E aí ele me disse que tinha algo muito melhor.
- Prima, eu tenho um filme aqui muito melhor para a gente assistir em VHS.
- Então bota aí que quero assistir.
Era um filme pornô americano, dos anos 90, legendado. Nossa... o ator tinha um pauzão enorme, grande e grosso, e a atriz tinha uns peitões enorme siliconados.
Foi a primeira vez que vi uma cena sexo, não imaginava que era daquele jeito. Nunca me passou na cabeça que alguém poderia passar a língua em um ânus (aliás, adoro beijo grego. Amo a língua no meu cuzinho).
Eu imaginava como seria sexo oral, sabia que homens gostavam de chupar xereca, mas não imaginava a língua no cu e pensava que boquete era coisa de puta (amo chupar rola).
Achei a coisa mais estranha quando eu vi o ator ejaculando na boca da atriz e ela bebendo a esperma dela. Achei muito nojento na época. Para ser sincera, eu fiquei hipnotizada com aquele filme. Minha calcinha molhou que escorreu óleo pelas pernas.
Meu primo safado, me vendo cruzar as pernas com força tratou logo de mais uma putaria comigo.
Ele mostrou sua rola grande, grossa, veiúda, da cabecinha rosa, peluda, típica rola de adolescente, porém do meu primo era grande, não como do ator do filme que era imensa e gigantesca.
- Noooooossa, o que é isso, que pau grande, nunca imaginei que você tinha rolão desse primo!
- Pega aqui e bate uma para mim
O escroto colocou o pau na minha mão e me fez bater uma para ele. Mal sabia segurar um pênis e também não sabia masturbar ele. Eu vi que o pau dele ficava cada vez mais inchado e pulsando, foi na hora que ele gozou. Tomei um susto quando vi esperma na minha frente.
Ele gozou muito, urrou, se tremeu todo, ficou fraquinho, kkkkkkkkkkk. Me assustei, porém, achei incrível tudo aquilo que tinha visto e feito. Mas o safado não se contentou, ele queria mais.
- Selminha, chupa aqui
- Vou não, “tô” fora, chupar pinto, é coisa de puta ou atriz pornô, faço não, ainda mais o seu sujo de punheta e todo gozado. (mal sabia que iria ficar viciada e profissional no boquete).
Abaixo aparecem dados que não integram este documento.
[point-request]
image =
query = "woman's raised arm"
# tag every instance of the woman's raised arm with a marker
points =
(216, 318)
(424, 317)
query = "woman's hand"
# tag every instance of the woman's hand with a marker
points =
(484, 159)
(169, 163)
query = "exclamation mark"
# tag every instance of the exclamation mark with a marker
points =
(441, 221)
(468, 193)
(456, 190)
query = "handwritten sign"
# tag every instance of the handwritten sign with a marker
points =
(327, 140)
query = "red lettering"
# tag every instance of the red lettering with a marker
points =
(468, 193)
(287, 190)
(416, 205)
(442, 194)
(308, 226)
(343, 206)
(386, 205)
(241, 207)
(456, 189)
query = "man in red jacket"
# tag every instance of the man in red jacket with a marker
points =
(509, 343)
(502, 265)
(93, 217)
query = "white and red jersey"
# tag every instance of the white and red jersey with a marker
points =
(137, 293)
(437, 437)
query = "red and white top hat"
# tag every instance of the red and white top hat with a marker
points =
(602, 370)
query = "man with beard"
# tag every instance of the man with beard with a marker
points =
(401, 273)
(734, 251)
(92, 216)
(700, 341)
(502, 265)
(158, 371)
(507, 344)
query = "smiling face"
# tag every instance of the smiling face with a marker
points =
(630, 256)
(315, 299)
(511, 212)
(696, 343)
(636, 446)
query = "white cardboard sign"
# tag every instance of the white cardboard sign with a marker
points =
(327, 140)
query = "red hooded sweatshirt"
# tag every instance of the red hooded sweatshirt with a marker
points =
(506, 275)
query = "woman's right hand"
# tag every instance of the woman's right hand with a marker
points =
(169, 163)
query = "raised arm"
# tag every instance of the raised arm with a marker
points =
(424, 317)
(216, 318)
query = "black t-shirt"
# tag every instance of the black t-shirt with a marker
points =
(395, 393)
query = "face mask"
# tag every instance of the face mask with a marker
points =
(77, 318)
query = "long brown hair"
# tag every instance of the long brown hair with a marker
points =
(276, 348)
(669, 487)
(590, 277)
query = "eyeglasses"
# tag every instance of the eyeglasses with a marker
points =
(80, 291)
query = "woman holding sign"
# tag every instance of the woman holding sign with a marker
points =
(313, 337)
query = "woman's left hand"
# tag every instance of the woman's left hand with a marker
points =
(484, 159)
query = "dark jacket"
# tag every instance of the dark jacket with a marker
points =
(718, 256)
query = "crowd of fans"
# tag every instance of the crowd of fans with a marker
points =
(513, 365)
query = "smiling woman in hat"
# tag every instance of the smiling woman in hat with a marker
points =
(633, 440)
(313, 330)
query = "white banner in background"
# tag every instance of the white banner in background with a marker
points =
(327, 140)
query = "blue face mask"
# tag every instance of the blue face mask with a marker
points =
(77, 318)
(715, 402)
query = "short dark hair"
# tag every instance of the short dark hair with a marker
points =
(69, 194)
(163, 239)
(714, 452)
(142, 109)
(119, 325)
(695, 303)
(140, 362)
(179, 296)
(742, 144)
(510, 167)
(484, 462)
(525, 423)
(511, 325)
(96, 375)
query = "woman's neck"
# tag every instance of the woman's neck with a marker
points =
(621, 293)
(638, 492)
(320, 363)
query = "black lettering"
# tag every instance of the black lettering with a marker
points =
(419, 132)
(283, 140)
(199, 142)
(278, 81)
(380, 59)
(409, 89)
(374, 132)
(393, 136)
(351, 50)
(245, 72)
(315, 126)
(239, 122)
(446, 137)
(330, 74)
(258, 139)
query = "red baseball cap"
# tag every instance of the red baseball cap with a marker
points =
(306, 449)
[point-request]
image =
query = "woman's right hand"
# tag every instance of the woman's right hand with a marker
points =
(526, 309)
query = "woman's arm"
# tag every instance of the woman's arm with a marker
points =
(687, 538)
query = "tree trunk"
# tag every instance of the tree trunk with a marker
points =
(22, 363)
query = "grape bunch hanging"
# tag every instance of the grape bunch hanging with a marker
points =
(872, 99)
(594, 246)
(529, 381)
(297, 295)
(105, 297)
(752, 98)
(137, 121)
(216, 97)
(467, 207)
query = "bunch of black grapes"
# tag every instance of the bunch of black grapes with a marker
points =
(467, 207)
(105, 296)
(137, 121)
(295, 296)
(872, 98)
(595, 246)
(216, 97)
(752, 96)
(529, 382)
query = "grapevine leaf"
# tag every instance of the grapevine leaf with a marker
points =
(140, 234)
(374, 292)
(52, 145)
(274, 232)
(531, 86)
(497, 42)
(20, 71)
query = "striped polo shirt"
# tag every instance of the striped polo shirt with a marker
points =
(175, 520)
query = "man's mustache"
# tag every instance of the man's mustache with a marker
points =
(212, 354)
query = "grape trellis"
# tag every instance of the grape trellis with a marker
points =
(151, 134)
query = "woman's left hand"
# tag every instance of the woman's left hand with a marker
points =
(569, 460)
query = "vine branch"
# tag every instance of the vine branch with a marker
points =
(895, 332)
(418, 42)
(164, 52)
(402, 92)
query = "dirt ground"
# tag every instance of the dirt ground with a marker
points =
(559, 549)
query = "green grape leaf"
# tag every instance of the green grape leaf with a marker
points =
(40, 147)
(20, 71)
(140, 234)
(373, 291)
- Porra Selminha, fortalece aí
- Vou não. Não faço isso
- Então, deixa eu ver sua bucetinha.
Eu estava com ele deitado na cama assistindo o filme pornô. O safado do meu primo, ligou a luz para ver minha buceta e mandou eu abrir minhas pernas para ele ver meu hímen.
Tentou me chupar e eu não deixei. Por medo, vergonha, sei lá, hoje se o cara me comer sem me chupar eu não dou para ele mais nunca. Mas ele não se contentou e me fez uma siririca.
Depois que o filme acabou ele me pediu para dormir com ele na cama, e o safado comeu meu cuzinho naquela noite por horas, até conseguir gozar!